QNB League itu ibarat kamu sudah dandan rapi, pakai parfum paling wangi buat kencan pertama, tapi begitu sampai di depan rumah si doi, eh pintunya malah dikunci dari dalam sama bapaknya. Tragis, sakral, sekaligus bikin pengin misuh di bawah pohon beringin.
Masalahnya klasik, yaitu hobi lama para pemangku kebijakan kita: berantem rebutan kuasa. Semua bermula ketika Kemenpora lewat BOPI merasa ada yang nggak beres dengan legalitas Arema Cronus dan Persebaya Surabaya. Namun, PSSI yang saat itu merasa punya "negara sendiri", tetap keras kepala menyertakan keduanya.

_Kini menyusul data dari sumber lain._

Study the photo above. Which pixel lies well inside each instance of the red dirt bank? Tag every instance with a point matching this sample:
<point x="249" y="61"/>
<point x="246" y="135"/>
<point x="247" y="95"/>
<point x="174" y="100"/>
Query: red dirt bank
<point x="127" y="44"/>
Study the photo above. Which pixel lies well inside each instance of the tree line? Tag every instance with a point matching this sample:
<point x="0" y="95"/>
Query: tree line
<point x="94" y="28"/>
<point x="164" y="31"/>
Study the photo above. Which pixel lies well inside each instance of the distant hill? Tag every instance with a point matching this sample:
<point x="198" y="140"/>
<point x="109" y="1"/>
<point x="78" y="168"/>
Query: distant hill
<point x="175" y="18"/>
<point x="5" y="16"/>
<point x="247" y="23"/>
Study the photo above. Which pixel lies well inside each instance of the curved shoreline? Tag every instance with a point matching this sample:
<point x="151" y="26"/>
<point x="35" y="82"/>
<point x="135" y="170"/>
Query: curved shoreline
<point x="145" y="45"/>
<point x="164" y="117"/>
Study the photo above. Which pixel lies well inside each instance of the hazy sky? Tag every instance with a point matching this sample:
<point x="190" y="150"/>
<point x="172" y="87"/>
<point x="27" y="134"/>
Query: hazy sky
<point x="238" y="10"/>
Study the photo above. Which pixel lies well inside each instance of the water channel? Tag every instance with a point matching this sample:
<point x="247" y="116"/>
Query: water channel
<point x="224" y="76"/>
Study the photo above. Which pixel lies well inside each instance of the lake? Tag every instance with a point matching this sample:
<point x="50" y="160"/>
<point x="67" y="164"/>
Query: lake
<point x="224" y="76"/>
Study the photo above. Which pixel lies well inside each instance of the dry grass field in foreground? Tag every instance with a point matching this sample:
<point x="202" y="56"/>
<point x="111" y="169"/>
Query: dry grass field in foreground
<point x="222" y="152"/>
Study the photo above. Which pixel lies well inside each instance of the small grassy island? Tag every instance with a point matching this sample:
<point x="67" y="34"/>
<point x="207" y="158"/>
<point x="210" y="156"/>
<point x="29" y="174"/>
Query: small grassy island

Ketegangan ini memuncak saat Menpora mengeluarkan surat sakti pembekuan PSSI pada 17 April 2015. Efeknya luar biasa instan. Kepolisian langsung menutup keran izin pertandingan, dan wasit-wasit yang kena imbasnya. PSSI akhirnya resmi menghentikan QNB League pada 2 Mei 2015 dengan alasan keadaan darurat atau force majeure.
Keadaan makin chaos ketika FIFA, sang "polisi dunia" sepak bola yang nggak suka urusannya dicampuri orang luar, akhirnya kehilangan kesabaran. Tepat pada 30 Mei 2015, sebuah surat dari Zurich datang membawa kabar buruk yang bikin seantero negeri lemas: Indonesia disuspensi. Sanksi FIFA ini membuat sepak bola kita terkucil dari pergaulan internasional.
Timnas nggak bisa main, klub-klub yang lagi asyik bertarung di level Asia seperti Persib dan Persipura terpaksa angkat koper dengan cara yang paling tidak terhormat. Sepak bola kita mendadak sunyi, sesunyi dompet mahasiswa di akhir bulan.
Kini, QNB League hanya jadi dongeng pengantar tidur yang pahit bagi para suporter. Ia adalah pengingat bahwa di negeri ini, ego para pejabat seringkali jauh lebih besar daripada kecintaan mereka pada olahraga itu sendiri. Para pemain yang tadinya berharap dapat gaji dari sponsor bank internasional, akhirnya harus rela main di turnamen tarkam demi menyambung hidup.
Kita belajar satu hal penting dari drama 11 tahun lalu ini: sehebat apa pun nama sponsornya, kalau pengurusnya masih hobi baku hantam, ya nasib liganya bakal tetap nyungkring dan berakhir di tong sampah sejarah.